Following charts demonstrate dependence of clustering speed (inchlib_clust) and rendering (InCHlib) on the data size. The test data are randomly generated integers between 0 and 1000. We used the Euclidean distance and Ward’s linkage for clustering.

Testing PC configuration: Kubuntu 13.10 system with Chrome 33.0.1750.146 browser, Intel Core i5-2400 CPU 3.10 GHz, 8 GB RAM, 120 GB solid-state drive (SSD)
Clustering time vs. the number of data points

Clustering time increases quadratically with the increasing number of data points. This corresponds to the O(N²) complexity of the Ward’s linkage implementation in the fastcluster library. Apart from the time increase, memory needs also grow significantly with the number of data points. Clustering of 20,000 data points requires around 2 GB RAM.

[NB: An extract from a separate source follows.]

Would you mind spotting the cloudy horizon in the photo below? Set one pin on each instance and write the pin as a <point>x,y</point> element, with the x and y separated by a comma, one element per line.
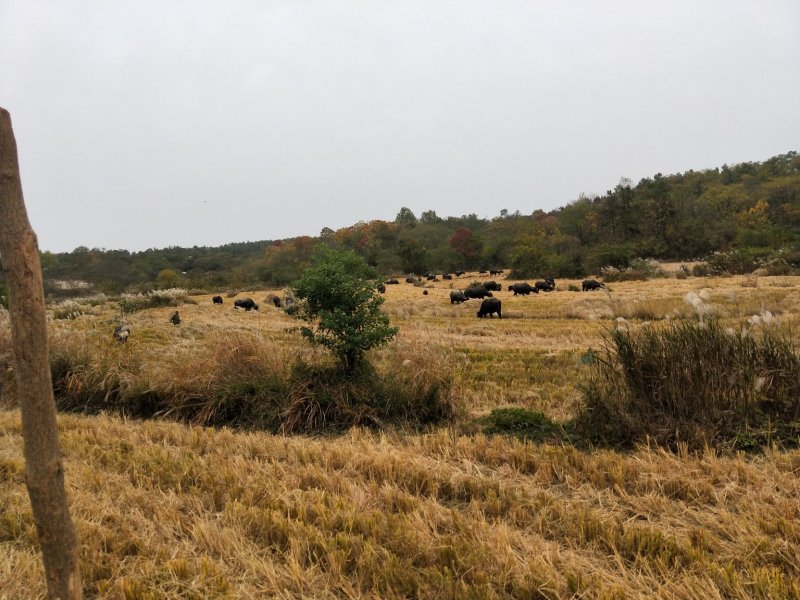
<point>146,125</point>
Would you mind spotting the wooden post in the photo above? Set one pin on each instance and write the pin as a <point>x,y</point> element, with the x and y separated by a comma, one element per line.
<point>44,470</point>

Clustering time vs. the number of features

Clustering time increases with the increasing number of features only modestly. The dependence between the number of features and the clustering time is linear. If the total number of data is constant and data are clustered by rows, sets with less rows (e.g., 50 x 1000) are processed much faster than sets with higher number of rows (e.g., 1000 x 50). In the clustering, the time limited step is the formation of the distance matrix. Dimension of the distance matrix is given by the number of rows, and its size is constant with the increasing number of data features.

Rendering time vs. the size of the data

Rendering time depends linearly on the number of data values. It is also influenced by the PC configuration and used web browser. For smooth displaying, we recommend Google Chrome. Mozilla Firefox in Linux is, due to the lower speed of its JavaScript engine, unsuitable for large data sets.